Effect of position and size of openings on the seismic performance of masonry structures

In recent earthquakes, many masonry structures have been shown to have poor seismic performance. In particular, small to medium sized domestic structures, formed from masonry panels with openings such as doors and windows, have performed badly. Therefore, a better understanding of the impact of the openings on masonry panel performance is needed. A specific challenge is that even small windows or door openings can reduce the stiffness and strength of the masonry panels significantly, and this usually results in poor performance or collapse of the masonry structure under seismic loading. For characterizing the impact of openings in masonry panels, a series of numerical models with possible opening sizes have been studied under simulated seismic loading. This paper describes a set of parametric masonry panel models built using the code “3DEC” which is based on the Discrete Element Method (DEM).
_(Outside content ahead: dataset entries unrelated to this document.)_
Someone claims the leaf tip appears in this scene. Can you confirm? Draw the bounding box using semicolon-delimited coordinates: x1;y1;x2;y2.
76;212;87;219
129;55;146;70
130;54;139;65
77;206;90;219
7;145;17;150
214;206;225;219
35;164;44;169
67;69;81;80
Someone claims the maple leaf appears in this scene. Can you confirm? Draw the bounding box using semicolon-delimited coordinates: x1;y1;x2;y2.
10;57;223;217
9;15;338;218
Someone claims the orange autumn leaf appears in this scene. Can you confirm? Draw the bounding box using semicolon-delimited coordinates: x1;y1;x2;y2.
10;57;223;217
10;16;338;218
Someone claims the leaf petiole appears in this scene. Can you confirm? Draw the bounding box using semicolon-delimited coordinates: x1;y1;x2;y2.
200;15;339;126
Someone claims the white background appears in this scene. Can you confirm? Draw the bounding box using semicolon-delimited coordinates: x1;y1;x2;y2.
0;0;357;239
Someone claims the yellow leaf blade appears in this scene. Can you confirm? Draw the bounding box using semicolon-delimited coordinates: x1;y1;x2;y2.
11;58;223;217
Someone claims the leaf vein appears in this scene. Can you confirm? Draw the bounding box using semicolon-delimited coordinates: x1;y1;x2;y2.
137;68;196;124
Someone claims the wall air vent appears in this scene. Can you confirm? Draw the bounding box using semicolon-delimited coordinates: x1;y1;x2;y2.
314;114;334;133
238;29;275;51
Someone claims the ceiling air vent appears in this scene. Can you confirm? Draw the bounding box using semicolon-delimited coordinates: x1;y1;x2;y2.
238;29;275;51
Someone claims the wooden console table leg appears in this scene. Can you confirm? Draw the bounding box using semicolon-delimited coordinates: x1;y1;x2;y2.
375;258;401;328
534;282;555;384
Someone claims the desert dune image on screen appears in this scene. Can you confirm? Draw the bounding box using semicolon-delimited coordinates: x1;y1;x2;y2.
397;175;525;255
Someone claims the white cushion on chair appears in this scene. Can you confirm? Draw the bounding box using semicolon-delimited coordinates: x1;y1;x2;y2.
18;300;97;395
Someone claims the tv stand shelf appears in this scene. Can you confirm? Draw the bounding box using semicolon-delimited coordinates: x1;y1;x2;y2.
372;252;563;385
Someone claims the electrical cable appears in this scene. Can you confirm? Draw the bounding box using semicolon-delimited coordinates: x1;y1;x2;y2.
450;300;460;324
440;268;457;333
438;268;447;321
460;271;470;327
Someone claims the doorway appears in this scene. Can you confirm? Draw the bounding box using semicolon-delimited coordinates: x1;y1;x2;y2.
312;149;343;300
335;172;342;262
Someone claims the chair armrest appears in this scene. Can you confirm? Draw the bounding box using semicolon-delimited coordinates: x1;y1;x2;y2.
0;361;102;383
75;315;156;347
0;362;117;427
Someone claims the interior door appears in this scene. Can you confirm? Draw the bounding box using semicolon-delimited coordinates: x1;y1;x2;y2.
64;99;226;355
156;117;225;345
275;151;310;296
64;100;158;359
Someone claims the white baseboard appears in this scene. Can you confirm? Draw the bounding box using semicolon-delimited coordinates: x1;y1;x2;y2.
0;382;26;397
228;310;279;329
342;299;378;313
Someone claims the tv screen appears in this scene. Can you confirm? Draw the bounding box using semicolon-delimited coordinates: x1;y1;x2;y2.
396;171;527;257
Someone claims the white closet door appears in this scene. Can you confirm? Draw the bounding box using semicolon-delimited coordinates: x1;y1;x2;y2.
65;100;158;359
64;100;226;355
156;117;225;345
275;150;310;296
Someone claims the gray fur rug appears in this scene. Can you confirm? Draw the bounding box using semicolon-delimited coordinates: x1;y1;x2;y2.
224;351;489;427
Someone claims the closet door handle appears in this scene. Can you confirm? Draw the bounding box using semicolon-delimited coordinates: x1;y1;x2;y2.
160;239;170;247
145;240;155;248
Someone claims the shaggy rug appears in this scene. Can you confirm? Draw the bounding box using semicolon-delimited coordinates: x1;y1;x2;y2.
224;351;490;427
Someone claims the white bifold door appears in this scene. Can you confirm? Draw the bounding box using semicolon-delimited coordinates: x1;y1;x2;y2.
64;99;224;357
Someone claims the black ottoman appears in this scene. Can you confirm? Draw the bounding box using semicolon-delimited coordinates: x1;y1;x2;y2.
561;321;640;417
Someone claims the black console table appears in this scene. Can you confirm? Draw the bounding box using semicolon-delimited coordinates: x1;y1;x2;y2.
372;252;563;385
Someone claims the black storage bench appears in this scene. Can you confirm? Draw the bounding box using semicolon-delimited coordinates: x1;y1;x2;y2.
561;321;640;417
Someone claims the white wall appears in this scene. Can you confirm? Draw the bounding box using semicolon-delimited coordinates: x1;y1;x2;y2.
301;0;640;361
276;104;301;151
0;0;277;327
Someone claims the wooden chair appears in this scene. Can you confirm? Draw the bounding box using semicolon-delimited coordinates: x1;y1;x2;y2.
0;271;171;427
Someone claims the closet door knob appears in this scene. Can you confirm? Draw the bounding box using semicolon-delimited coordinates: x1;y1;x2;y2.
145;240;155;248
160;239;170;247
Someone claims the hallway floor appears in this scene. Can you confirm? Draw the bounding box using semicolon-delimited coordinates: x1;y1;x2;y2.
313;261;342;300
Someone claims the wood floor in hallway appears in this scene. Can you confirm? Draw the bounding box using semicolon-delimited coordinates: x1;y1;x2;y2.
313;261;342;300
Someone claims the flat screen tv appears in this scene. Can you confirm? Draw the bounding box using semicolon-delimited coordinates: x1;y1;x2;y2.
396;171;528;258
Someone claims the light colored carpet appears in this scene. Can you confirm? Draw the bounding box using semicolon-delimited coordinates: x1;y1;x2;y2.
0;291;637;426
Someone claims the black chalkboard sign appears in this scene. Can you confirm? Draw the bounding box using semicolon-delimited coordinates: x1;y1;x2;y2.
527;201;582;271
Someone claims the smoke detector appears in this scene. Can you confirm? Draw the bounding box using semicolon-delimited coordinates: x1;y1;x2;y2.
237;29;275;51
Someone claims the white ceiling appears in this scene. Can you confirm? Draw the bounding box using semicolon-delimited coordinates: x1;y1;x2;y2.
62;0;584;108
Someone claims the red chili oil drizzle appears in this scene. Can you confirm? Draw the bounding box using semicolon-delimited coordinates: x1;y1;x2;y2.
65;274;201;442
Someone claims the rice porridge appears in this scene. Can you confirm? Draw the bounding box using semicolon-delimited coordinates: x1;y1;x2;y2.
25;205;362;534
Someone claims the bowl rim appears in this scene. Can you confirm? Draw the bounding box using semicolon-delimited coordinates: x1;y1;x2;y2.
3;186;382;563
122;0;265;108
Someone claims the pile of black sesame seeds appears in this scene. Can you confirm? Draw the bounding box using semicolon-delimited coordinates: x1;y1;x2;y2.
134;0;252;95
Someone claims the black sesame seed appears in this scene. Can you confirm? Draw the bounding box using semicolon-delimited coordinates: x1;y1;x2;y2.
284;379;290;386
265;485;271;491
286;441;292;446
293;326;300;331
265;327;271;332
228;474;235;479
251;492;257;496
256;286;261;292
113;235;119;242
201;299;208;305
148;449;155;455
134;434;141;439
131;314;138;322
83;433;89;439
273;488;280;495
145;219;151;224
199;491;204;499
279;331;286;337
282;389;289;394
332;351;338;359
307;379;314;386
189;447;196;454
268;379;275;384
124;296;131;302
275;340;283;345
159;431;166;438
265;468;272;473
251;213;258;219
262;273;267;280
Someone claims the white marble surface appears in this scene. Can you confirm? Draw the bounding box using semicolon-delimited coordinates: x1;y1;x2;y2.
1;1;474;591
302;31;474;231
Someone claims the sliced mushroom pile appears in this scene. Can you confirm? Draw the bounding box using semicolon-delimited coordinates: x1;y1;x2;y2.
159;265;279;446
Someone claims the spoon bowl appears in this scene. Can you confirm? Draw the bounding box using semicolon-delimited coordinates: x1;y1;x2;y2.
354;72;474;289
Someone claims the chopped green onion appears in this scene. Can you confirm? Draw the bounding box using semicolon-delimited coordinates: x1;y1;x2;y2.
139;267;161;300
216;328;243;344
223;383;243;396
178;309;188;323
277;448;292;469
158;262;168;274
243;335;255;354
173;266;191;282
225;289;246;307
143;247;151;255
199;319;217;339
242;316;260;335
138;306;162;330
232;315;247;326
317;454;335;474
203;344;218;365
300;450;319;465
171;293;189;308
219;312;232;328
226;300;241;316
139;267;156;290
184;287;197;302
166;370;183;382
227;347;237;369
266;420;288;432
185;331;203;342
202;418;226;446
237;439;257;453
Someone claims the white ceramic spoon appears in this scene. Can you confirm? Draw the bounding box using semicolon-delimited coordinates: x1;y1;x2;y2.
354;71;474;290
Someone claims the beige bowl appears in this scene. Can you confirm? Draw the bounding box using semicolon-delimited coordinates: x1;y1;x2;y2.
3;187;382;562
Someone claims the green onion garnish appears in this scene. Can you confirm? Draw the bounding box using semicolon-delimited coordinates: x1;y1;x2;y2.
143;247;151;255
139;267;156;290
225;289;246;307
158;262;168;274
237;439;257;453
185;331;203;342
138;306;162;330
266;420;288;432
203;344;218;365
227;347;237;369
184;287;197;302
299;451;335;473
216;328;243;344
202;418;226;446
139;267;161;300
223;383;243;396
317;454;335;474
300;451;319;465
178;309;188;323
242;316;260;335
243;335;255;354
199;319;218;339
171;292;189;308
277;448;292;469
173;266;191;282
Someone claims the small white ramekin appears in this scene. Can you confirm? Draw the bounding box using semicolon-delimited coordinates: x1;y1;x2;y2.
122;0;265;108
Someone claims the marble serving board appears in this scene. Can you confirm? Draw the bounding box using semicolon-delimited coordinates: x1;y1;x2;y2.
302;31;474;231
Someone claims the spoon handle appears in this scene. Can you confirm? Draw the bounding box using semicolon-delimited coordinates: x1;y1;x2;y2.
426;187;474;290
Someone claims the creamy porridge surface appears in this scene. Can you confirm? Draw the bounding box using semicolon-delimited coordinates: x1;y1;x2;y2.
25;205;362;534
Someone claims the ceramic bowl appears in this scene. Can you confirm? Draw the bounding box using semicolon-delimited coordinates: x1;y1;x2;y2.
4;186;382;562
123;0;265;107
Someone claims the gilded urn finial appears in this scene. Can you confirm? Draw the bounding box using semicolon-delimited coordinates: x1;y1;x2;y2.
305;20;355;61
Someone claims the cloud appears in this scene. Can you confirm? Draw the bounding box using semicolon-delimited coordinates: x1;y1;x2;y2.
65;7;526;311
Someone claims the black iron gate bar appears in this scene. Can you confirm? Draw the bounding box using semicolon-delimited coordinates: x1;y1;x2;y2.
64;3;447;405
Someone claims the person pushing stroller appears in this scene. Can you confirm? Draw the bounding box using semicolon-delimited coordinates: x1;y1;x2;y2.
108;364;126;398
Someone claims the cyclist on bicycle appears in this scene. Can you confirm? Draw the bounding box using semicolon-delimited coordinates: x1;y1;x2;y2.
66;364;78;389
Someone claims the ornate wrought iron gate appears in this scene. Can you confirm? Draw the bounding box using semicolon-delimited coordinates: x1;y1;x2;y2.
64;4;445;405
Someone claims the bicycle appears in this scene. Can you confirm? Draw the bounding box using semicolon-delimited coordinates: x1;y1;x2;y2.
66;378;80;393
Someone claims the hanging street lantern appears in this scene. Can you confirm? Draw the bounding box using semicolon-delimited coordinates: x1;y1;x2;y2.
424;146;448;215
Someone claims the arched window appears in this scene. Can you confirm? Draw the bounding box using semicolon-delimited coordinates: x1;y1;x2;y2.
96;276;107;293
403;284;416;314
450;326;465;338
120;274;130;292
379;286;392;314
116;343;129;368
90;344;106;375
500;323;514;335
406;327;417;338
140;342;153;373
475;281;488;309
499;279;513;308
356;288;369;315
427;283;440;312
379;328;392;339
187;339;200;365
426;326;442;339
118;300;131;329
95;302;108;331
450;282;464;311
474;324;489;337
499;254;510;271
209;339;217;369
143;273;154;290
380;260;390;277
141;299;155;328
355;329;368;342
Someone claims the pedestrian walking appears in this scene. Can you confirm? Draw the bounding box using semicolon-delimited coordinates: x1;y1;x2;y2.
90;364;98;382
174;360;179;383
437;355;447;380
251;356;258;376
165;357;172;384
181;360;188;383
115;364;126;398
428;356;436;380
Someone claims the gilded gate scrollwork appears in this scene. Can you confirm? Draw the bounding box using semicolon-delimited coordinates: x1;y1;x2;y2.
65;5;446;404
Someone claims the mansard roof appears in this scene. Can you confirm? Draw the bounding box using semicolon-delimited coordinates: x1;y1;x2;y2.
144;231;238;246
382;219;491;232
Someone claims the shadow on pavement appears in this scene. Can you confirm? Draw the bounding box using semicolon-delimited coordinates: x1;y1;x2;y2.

Unlike Finite Element methods, DEM allows significant displacements between the blocks to develop and new contacts are automatically recognized as part of the analysis. This analysis method is therefore able to capture the appearance of cracks, crack propagation and the failure patterns of the masonry walls. The models were created using deformable blocks for each brick along with a Coulomb-slip joint model for the mortar joints. A series of quasi-static pushover analyses have been developed looking at the impact of changing the position and size of the opening. Overall, this paper describes how the masonry walls were modelled, the
calibration of the numerical models and the analytical results from the parametric studies. A good agreement between this numerical model and data from previous papers results was achieved, verifying the reliability and
robustness of this approach. The relationships between the size and position of the opening in the panel and seismic performance of panel are described and discussed.